Nearly all EVP instructions can be executed with an attached vector mask. This functionality can be used to preserve a part of vector while another part gets updated by the processing element.

Parallel to the vector datapath lies a scalar datapath which can be used for conventional scalar operations. Scalars can be transformed into vectors by the vector broadcast unit which connects the scalar and vector datapath. The EVP is pipelined and has bypasses to allow vectors to be forwarded from one functional unit to the next.

A program control unit is responsible for the instruction stream. It supports zero-overhead looping by means of explicit instructions which are added at assembly level.

The instruction stream that is being executed is of the VLIW type. Five vector operations and 3 scalar operations can be executed in parallel, combined with address updates by the program control unit. Programs are written in EVP-C, which is a superset of ANSI-C with extensions to support vector datatypes and to target specific functional units.

1.3 Problem description

In the previous sections we have introduced the concept of SDR, which is being used to create handsets that support multiple mobile standards. Gradually, more and more of the processing that was previously done in analog or dedicated hardware moves to the area of programmable processors.

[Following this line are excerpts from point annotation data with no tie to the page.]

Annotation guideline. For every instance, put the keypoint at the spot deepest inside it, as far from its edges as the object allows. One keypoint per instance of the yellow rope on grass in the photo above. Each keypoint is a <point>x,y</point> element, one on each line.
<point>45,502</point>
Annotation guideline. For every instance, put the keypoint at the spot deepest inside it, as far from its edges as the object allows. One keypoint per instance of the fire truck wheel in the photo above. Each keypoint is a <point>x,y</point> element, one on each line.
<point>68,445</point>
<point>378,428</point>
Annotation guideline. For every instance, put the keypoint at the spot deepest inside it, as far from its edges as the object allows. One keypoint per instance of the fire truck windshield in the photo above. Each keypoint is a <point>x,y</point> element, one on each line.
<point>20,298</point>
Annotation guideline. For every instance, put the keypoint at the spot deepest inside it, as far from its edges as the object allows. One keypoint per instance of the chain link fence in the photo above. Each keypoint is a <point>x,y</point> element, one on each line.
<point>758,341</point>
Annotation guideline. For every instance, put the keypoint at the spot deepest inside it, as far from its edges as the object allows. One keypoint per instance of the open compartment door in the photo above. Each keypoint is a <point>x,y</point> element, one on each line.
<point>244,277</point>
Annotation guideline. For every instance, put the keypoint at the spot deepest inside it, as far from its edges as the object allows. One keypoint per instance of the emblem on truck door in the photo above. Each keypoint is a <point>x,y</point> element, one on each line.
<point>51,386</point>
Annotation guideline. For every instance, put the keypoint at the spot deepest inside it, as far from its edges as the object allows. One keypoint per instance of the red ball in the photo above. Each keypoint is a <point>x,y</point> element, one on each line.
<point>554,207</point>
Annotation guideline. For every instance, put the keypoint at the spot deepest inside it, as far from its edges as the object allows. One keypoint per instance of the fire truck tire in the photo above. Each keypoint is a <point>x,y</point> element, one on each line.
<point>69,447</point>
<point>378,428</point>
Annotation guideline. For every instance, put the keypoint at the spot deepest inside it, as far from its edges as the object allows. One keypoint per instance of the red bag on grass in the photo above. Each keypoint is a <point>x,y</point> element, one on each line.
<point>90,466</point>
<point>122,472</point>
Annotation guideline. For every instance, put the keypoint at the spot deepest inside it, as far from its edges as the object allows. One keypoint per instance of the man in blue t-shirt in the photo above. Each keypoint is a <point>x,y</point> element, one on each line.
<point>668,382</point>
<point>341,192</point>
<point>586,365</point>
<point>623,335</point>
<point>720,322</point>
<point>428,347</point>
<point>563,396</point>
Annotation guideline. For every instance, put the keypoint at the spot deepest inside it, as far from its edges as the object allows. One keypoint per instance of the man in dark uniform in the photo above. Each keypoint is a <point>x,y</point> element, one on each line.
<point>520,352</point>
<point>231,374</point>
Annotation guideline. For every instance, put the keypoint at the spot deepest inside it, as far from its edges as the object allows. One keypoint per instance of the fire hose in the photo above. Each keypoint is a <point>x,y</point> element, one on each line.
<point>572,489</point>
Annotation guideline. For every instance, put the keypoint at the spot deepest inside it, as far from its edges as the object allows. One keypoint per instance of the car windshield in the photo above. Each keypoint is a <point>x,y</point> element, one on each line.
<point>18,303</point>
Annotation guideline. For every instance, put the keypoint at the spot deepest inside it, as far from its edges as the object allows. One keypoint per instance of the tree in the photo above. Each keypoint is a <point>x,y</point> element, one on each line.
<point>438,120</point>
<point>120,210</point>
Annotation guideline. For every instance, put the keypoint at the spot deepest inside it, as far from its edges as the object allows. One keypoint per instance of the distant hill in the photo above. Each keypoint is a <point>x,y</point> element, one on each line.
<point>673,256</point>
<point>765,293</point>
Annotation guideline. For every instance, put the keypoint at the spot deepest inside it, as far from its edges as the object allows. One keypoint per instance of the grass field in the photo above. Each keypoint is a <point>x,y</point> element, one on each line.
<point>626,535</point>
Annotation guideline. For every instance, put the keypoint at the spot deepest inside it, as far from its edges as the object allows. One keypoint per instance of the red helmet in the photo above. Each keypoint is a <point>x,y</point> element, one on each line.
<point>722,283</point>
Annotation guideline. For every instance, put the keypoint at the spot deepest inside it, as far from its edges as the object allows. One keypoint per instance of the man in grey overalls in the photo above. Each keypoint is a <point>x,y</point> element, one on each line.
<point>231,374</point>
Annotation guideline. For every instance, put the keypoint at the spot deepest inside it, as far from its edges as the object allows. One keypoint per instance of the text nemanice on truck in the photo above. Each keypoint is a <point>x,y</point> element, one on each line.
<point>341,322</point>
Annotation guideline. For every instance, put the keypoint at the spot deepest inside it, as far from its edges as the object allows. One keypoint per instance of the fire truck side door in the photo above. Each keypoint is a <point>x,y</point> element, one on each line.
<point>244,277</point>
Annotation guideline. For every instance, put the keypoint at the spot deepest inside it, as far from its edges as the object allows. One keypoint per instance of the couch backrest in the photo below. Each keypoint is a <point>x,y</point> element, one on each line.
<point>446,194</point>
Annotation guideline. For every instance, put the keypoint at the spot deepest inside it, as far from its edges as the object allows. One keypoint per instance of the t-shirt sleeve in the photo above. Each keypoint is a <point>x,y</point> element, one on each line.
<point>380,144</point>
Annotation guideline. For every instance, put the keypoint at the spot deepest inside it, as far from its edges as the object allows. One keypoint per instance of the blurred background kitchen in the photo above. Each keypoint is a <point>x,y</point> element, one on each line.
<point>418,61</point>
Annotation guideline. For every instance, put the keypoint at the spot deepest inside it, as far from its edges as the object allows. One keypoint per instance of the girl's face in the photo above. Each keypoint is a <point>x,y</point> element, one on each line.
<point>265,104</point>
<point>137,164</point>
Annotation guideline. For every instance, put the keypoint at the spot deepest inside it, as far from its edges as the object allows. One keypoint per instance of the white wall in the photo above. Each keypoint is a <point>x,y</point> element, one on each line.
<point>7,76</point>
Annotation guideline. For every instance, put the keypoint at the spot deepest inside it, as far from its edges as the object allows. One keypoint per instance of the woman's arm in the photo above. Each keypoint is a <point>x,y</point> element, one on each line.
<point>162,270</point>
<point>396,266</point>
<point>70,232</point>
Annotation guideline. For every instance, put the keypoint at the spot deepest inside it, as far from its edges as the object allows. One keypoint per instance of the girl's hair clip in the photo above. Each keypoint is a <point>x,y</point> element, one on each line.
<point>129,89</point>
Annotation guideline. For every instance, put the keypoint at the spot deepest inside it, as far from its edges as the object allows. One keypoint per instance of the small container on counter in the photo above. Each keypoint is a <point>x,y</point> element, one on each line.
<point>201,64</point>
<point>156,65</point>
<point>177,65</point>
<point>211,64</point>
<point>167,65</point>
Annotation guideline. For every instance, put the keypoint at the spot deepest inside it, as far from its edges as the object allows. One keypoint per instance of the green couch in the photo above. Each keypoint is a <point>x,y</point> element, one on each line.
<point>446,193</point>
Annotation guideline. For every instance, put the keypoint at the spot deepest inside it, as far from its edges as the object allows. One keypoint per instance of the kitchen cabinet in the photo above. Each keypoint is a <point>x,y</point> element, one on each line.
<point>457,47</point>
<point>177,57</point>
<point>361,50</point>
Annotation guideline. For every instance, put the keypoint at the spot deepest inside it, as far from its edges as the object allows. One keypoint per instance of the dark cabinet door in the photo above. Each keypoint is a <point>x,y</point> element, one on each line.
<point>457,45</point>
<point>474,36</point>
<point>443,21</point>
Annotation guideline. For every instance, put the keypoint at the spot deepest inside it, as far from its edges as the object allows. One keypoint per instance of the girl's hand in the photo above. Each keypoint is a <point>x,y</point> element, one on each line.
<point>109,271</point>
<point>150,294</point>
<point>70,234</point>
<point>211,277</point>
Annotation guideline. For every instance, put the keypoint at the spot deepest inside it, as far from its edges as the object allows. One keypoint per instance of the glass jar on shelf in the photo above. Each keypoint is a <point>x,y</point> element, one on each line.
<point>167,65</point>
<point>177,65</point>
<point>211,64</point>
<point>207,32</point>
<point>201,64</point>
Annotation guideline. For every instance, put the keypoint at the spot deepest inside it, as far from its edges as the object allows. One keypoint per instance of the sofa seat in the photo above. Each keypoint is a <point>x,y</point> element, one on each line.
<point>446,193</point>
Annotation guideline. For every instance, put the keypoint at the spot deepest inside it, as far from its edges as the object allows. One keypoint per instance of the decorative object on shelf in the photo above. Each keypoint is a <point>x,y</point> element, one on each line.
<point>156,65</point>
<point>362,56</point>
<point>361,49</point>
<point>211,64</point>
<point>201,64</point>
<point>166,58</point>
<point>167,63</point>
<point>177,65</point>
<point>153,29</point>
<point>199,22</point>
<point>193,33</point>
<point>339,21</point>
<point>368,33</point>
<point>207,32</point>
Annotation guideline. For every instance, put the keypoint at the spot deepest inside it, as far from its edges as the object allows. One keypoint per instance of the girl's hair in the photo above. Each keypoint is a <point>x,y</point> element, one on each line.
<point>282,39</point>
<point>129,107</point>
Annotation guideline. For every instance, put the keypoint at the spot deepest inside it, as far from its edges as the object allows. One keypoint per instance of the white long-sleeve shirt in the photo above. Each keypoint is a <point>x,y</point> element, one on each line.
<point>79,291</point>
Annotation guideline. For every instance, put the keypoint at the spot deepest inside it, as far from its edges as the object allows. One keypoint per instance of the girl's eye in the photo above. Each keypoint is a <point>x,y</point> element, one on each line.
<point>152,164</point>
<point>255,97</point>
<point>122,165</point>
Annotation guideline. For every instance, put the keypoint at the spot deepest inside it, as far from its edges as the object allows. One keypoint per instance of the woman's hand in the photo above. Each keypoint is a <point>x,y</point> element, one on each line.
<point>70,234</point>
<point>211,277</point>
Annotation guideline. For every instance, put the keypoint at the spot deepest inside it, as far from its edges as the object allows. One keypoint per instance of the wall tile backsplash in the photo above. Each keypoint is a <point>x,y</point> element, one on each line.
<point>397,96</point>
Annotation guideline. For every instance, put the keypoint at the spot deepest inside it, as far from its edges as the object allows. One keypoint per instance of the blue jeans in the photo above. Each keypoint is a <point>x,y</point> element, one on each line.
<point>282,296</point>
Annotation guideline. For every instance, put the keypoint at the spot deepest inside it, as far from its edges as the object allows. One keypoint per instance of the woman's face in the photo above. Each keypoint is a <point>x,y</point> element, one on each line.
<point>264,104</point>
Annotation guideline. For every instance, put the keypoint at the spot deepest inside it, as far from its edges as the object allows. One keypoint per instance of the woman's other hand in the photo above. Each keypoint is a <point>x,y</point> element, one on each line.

The current boundary between the dedicated hardware and the programmable hardware lies between the baseband processing and the Digital Front End. Front end processing is very similar for the available standards, allowing a weakly configurable ASIC to perform most of the processing efficiently. Still, the ability to update and reuse the same hardware for multiple functions can be seen as an argument to move portions of the DFE processing to a programmable processor. This thesis will explore this possibility.

The existing EVP processor will be used as the candidate processor. The EVP template offers the possibility to exploit both data and instruction level parallelism by combining an SIMD datapath with a VLIW structure and is very flexible in that sense.

Using the EVP as a starting point will allow for the reuse of an existing tool chain. This puts constraints on the programming model and the design space is narrowed down considerably. The goal is to use the outline set by the EVP architecture and to propose adaptations and extensions to make it a more efficient candidate for front end processing.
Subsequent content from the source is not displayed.